Già, perché il bambino (il motivo oggi ancora mi sfugge), sedeva nel banco accanto alla maestra, ma che questa, spiegando in maniera perfetta come è strutturato un quotidiano, di botto rendeva il piccolo (anche nettamente per altezza) il primo bersaglio delle domande.
Non ci voleva un genio per capire che quel bambino era in un pianeta a sé, e alla domanda: “Cosa ho appena detto?” la conseguente risposta: “Non ne ho idea sto leggendo di Senna“, fu la bomba che fece strappare in due il quotidiano, perché mentre la maestra lo tirava a sé la mano ferma non voleva mollare le pagine del suo mito.
Altro che l’ambito Benissimo che la maestra come voto metteva con la B maiuscola.
Ayrton, da lassù, avrà sorriso, avrà promesso al Signore che anni dopo avrebbe fatto un regalo a chi, con così tanta insistenza lo venerava.
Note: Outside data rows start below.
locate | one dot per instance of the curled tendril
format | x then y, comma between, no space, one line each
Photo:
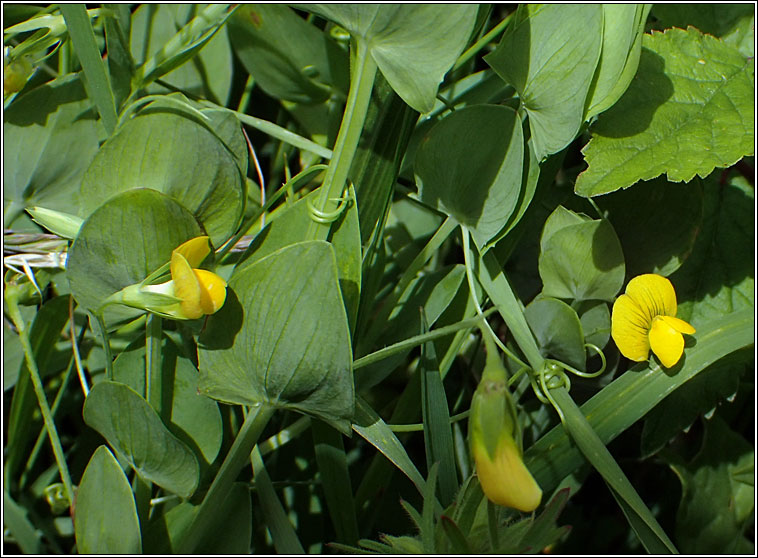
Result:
326,217
553,375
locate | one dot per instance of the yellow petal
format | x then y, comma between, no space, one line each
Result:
505,480
667,343
654,294
195,250
629,329
679,325
212,290
186,286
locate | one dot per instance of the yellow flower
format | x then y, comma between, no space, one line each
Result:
190,294
201,292
644,318
495,439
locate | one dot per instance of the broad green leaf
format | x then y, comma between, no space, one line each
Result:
657,223
375,431
581,260
194,419
291,225
234,521
106,525
50,135
688,111
732,23
288,57
629,397
282,337
470,167
549,54
105,257
414,45
135,431
21,422
714,509
623,27
209,74
558,330
719,276
169,153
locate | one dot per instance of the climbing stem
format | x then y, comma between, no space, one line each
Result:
358,99
11,306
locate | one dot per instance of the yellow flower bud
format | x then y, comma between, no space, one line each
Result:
496,441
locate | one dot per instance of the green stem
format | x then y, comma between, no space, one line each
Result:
153,376
641,519
410,273
483,42
39,391
358,99
106,345
238,456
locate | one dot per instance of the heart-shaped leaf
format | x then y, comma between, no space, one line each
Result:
136,432
282,338
470,166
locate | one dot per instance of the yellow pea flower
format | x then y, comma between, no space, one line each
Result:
190,294
644,318
496,440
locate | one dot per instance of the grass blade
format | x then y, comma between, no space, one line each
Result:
282,533
438,434
97,83
640,518
628,398
335,480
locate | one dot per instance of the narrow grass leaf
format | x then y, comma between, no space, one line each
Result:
335,480
628,398
375,431
97,84
438,434
640,518
282,533
106,525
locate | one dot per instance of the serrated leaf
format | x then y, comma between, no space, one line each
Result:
106,525
282,337
657,223
714,508
487,138
549,54
718,278
688,110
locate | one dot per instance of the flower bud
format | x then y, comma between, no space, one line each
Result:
496,441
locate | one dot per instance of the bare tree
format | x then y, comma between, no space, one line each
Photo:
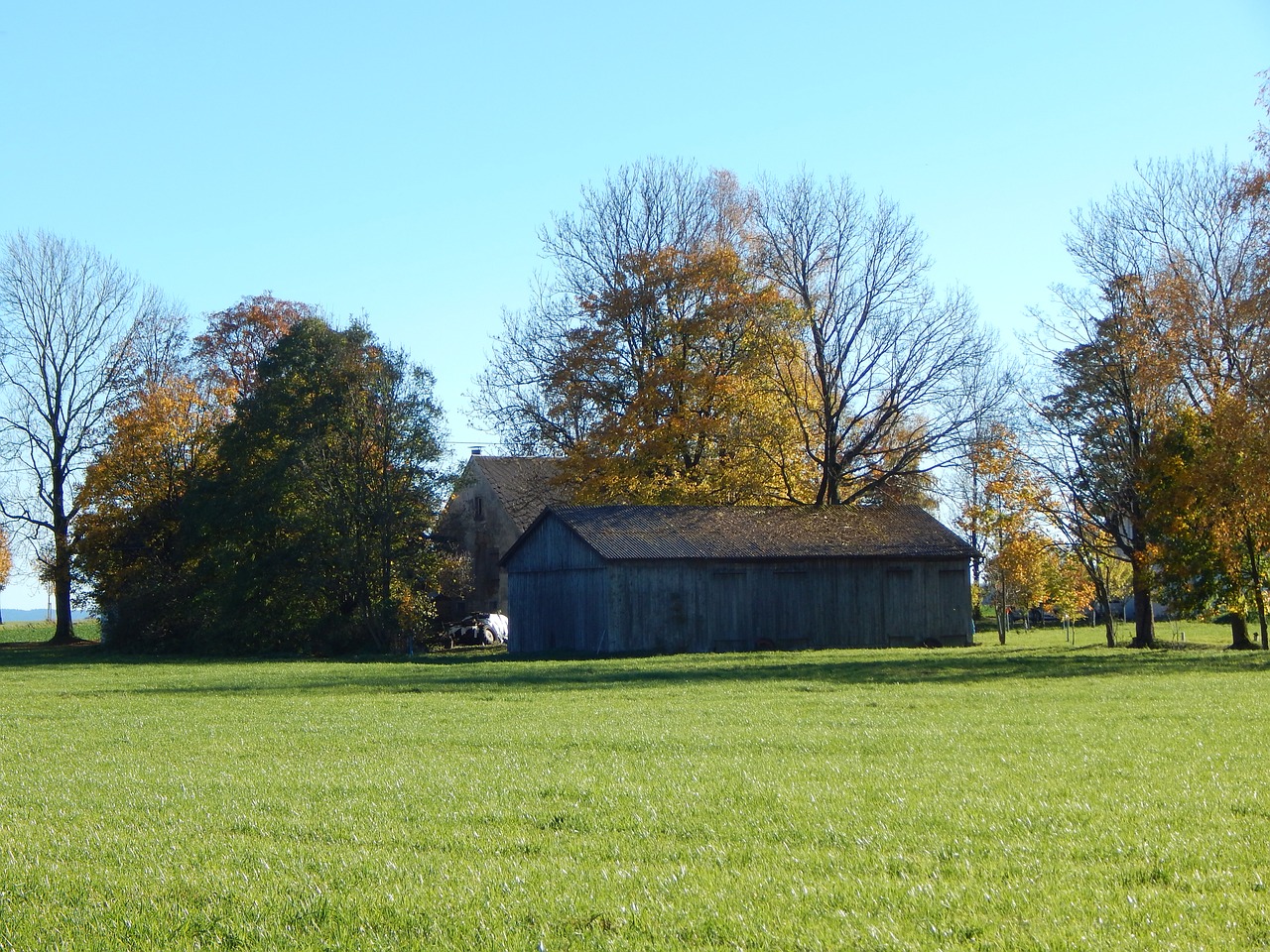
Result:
68,316
889,377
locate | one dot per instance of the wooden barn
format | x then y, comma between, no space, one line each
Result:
661,579
495,500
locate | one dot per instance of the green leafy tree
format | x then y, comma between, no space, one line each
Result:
647,362
130,546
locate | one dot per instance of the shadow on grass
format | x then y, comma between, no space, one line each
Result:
497,671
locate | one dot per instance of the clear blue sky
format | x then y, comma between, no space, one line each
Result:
398,159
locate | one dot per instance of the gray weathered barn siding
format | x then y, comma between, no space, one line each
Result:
566,595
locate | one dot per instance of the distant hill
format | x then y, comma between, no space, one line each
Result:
33,615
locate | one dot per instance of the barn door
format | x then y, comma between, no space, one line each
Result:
728,619
955,625
901,608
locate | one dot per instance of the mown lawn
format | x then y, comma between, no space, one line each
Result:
1028,797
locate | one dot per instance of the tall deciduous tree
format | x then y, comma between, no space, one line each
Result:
888,377
645,361
67,318
130,544
238,338
318,511
1003,520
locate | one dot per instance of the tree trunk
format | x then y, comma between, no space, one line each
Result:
64,633
1144,616
1002,616
1239,640
1257,593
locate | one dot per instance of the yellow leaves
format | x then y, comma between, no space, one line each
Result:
5,558
153,448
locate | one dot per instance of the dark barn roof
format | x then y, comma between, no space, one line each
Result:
640,532
525,485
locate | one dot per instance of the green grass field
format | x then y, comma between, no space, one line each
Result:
1034,796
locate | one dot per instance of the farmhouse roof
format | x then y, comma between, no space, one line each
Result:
524,485
639,532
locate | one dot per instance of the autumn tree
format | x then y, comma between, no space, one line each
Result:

Anni dopo, perché quel bambino rivide il gran premio di Imola solo 20 anni dopo, riprovando lo stesso dolore allo stomaco, arrivò la scintilla del voler scrivere un articolo sul brasiliano e poi un altro ancora e poi ancora…ancora…fino al sogno.
Il sogno di una notte di marzo in cui il brasiliano apparve al bambino, ormai diventato grande (d’età, non di testa) chiedendo un’intervista.
Si, perché il ragazzo aveva poco da vantarsi, ma timidamente gli disse, “Sai, ora sono un giornalista” e il brasiliano: “Bene, allora crea un sito, perché di cose da raccontarti ne avrò tante“.
Quel bambino è chi ha appena scritto questo pezzo, quel sogno aveva appena fatto nascere ispirazionesportiva.com e oggi che Imola ripropone le frasi di Senna ad Ayrton posso solo dirgli: “Grazie!”.
Con buona pace dei quotidiani strappati da una super maestra.